One could say the word arrived on campus in September 2012, when environmental activist Bill McKibben came to speak in Johnson Chapel. He argued that by investing in fossil fuel companies, Amherst College was an active participant in the climate crisis. The Green Amherst Project decided to ask the board of trustees to divest from coal, reasoning that divestment from one fossil fuel was more realistic than divestment from all of them. After all, Amherst didn’t even have any direct investments in coal companies, so all the board had to do was promise not to invest in them in the future.
Last February, the board released their answer on coal divestment — not a yes or a no, but a 1,200-word “Statement on Sustainability and Investment Policy” in which they argued that divestment from coal would be a hollow act with little financial impact on the industry. Flummoxed by this response, the Green Amherst Project spent the rest of the spring semester planning its response.

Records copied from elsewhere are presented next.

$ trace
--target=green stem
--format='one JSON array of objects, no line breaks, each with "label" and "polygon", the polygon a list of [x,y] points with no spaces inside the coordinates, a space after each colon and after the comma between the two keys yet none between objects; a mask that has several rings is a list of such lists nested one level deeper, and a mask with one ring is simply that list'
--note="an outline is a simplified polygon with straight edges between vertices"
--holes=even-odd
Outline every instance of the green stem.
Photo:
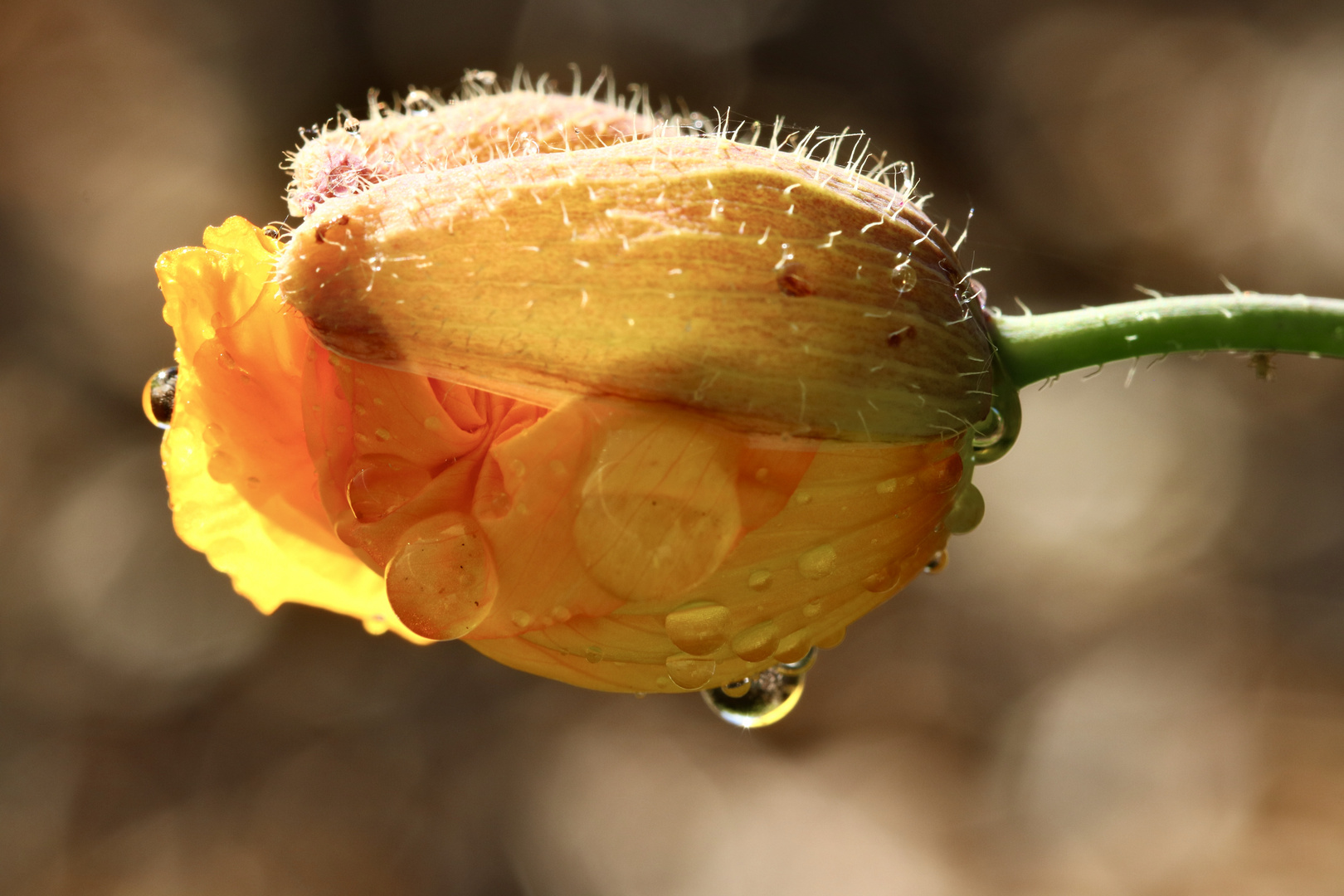
[{"label": "green stem", "polygon": [[1019,388],[1085,367],[1172,352],[1296,352],[1344,357],[1344,300],[1181,296],[1051,314],[991,317]]}]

Which brings us to this year. Now its own group separate from the Green Amherst Project, Divest Amherst is asking the board to divest not just from the coal industry, but from the fossil fuel industry as a whole. By doing this, we align ourselves with the majority of college divestment movements around the nation, which have been asking for complete fossil fuel divestment all along, as well as with our own faculty and alumni, who have released statements in favor of complete divestment.
It might seem misguided to demand more of the board when they were so dismissive of our smaller request. But that’s precisely the point: The board asserted that divesting from the coal industry would be pointless, so we’re asking them for something more meaningful. Complete divestment would show the industry that Amherst will not support the environmentally destructive and morally reprehensible practices that the industry represents. If the industry fails to respond to the people whose lives — and planet — it is destroying, it will eventually collapse.

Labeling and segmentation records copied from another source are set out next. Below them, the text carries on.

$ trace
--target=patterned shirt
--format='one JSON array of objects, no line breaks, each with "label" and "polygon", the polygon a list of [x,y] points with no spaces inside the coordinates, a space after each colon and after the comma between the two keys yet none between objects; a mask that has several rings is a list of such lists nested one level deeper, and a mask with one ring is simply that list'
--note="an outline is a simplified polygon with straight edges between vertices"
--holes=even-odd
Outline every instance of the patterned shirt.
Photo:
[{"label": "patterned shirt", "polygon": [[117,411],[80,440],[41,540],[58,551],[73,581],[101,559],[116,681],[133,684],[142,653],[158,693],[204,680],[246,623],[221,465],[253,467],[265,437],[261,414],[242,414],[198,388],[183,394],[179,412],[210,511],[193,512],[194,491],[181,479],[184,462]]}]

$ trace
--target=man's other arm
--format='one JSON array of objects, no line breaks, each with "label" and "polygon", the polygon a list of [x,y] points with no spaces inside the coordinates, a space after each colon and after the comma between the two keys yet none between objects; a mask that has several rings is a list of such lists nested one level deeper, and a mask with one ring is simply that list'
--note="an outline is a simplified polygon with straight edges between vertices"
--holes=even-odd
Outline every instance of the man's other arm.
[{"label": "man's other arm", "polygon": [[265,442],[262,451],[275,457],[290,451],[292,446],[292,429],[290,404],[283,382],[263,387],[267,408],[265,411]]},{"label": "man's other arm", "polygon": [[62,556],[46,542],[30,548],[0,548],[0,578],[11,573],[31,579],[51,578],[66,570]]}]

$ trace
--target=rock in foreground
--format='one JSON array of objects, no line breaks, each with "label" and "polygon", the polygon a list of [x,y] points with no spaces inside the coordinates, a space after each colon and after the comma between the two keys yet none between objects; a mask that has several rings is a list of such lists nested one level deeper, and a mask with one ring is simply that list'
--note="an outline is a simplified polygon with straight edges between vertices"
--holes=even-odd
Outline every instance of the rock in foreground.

As first-years may know from their summer reading, Naomi Klein wrote in “This Changes Everything” that “Young people have a special moral authority in making this argument to their school administrators. These are the institutions entrusted to prepare them for the future; so it is the height of hypocrisy for those same institutions to profit from an industry that has declared war on the future at the most elemental level.”
We ask the board to recognize this hypocrisy and divest now.